On the sidelines of news pressers, at the ready with legislative facts, she prefers to let coalition partners and affected citizens take center stage when news reporters and camera crews are around. Her gifts are holding court with moxie in legislative hearings and building coalitions with the dedicated and undeterred.

But make no mistake, in recent years, it’s her fingerprints that likely have been the first on poverty law affecting families. A Legal Aid staff attorney with the Legal Services Advocacy Project (LSAP) for 18 years, among Webster’s very recent legislative victories are the Minnesota Family Investment Program and the Child Tax Credit. Another headliner that resonates with constituents across Minnesota is 2023’s passage of free universal school meals. What they and others may not know is Webster was at the very beginning of that fight, too, back in 2008.

“That’s the year when the first complaints about lunch shaming came into Legal Aid,” Webster says. She investigated, interviewing families, students and school personnel across Minnesota. With reams of documented cases, she fired off a letter to the Attorney General’s office. She proceeded to build a coalition, pushing the first legislative provisions banning lunch shaming. That bill eventually became law in 2014.

Despite passage, many schools didn’t heed the law or they misinterpreted it. Determined, Jessica mobilized again, “I thought the law was very clear, but we developed even more explicit legislative language, which the legislature adopted in 2017 and again in 2021. We said, ‘This is what lunch shaming is: You can’t block kids from extracurricular activities. You have to have a policy ensuring dignity. You cannot deprive students of a meal because they have a lunch debt.’”

That wasn’t enough. “Kids were still being blocked from graduation ceremonies in 2019,” prompting her to call on the AG’s office to enforce the law. After alerting them again in 2022, the Attorney General responded, confirming schools were violating laws banning lunch-shaming.

So, Jessica leveled up. The coalition — she built with policy partner Colleen Moriarty of Hunger Solutions over the course of 15 years — renewed their approach. They decided universal free school meals would eliminate lunch shaming altogether. That effort, combined with the electorate’s will to vote in the most progressive legislature seen in decades, saw the 2023 passage of universal free school meals.

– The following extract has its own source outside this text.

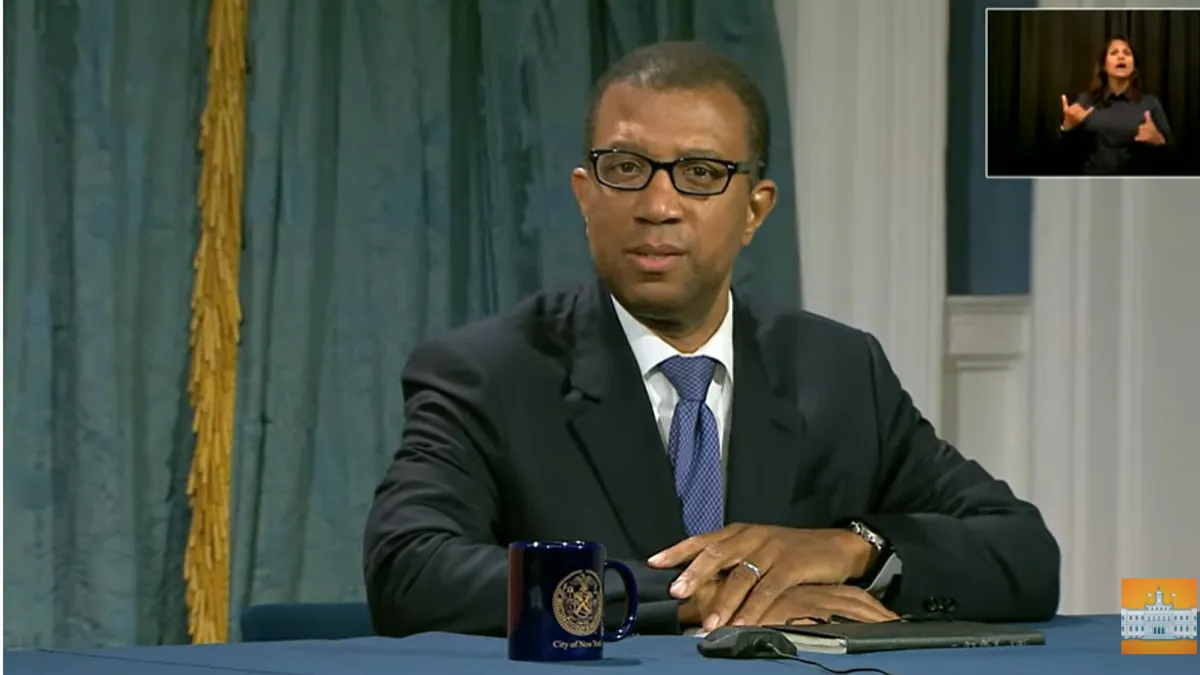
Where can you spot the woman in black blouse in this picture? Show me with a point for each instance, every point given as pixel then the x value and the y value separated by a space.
pixel 1120 129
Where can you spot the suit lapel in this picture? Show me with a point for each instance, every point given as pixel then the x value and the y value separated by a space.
pixel 612 419
pixel 768 441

As monumental and nation leading as that is, what is Jessica most proud of? She says, “Ending unnecessary penalties and harsh qualification rules for public benefits and increasing assistance levels.” She cites these as some of her hardest fights. “Moms [in poverty] used to experience a penalty to their cash assistance when they had a new baby, known as the “family cap.” And parents with disabilities were penalized if they accessed SSI (Supplemental Security Income). “We repealed those unjust laws after several years of advocacy.”

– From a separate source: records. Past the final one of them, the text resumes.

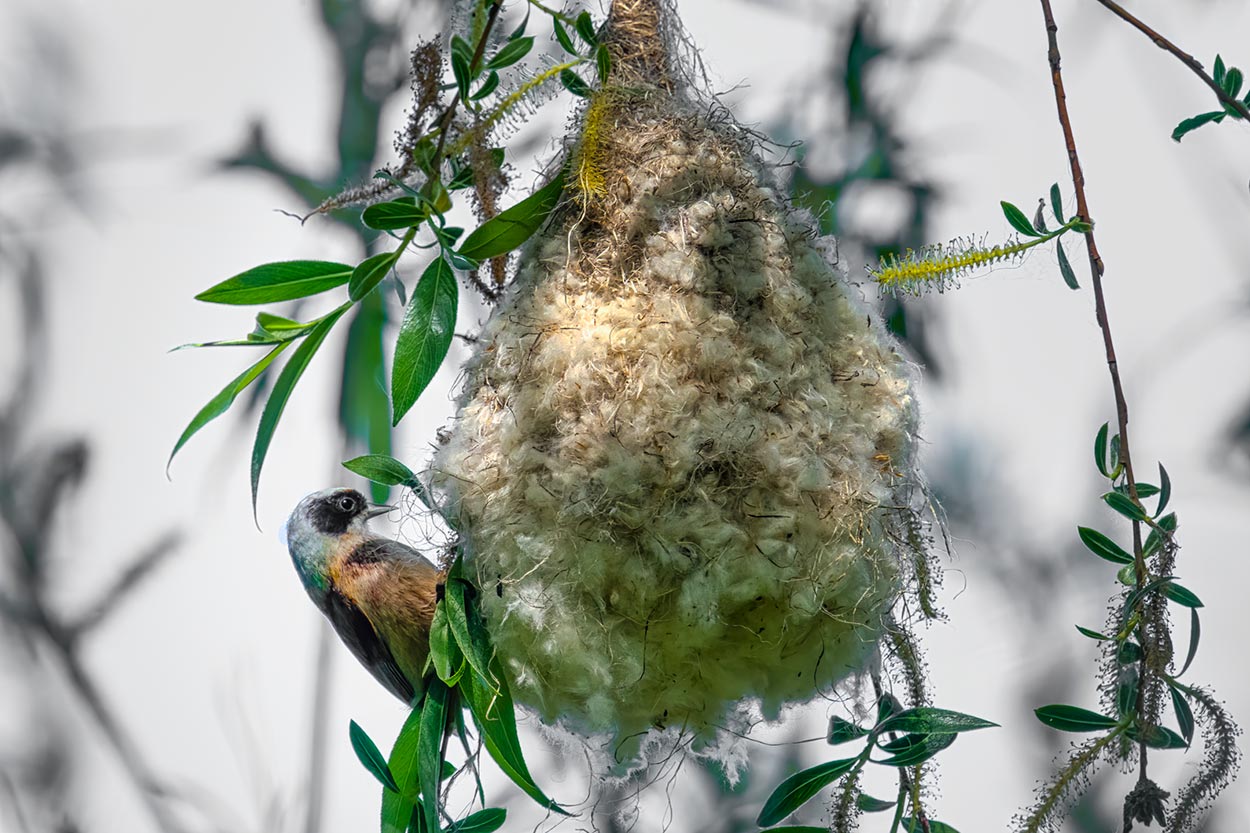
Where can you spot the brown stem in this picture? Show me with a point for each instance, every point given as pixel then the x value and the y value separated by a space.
pixel 1096 268
pixel 1183 56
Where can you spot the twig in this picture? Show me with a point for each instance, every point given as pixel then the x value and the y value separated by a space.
pixel 1096 268
pixel 1183 56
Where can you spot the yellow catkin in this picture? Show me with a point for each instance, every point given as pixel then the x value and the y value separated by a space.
pixel 938 267
pixel 589 156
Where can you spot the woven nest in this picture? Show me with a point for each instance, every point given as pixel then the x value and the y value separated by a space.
pixel 683 439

And there’s the rub, “several years.” When Jessica got into the political arena of legislative advocacy, she was not prepared to play the long game. In fact, she almost quit.

“In my second year in Legal Aid’s Legal Services Advocacy Project, after losing absolutely every legislative fight I had undertaken, I felt useless and hopeless. I was crushed to be letting down thousands of Minnesota families and kids. My boss at the time bought me dessert and very gently said, ‘Isn’t that an incredible privilege that you could quit a hard job and find something easier and more satisfying to you?” Her boss continued, Jessica remembers, saying, “’The people we represent can’t quit the hard things.’ I already had a lot of pluck, but something that day made me re-commit to doubling-down on the harder fights.”

Whether they know it or not, this year 800,000 K-12 students and their families are the beneficiaries of a system that works for them, because Jessica Webster works for them, even if it takes decades.

This story highlight is from the 2024 summer release of Mid-Minnesota Legal Aid’s 2023 Annual Report.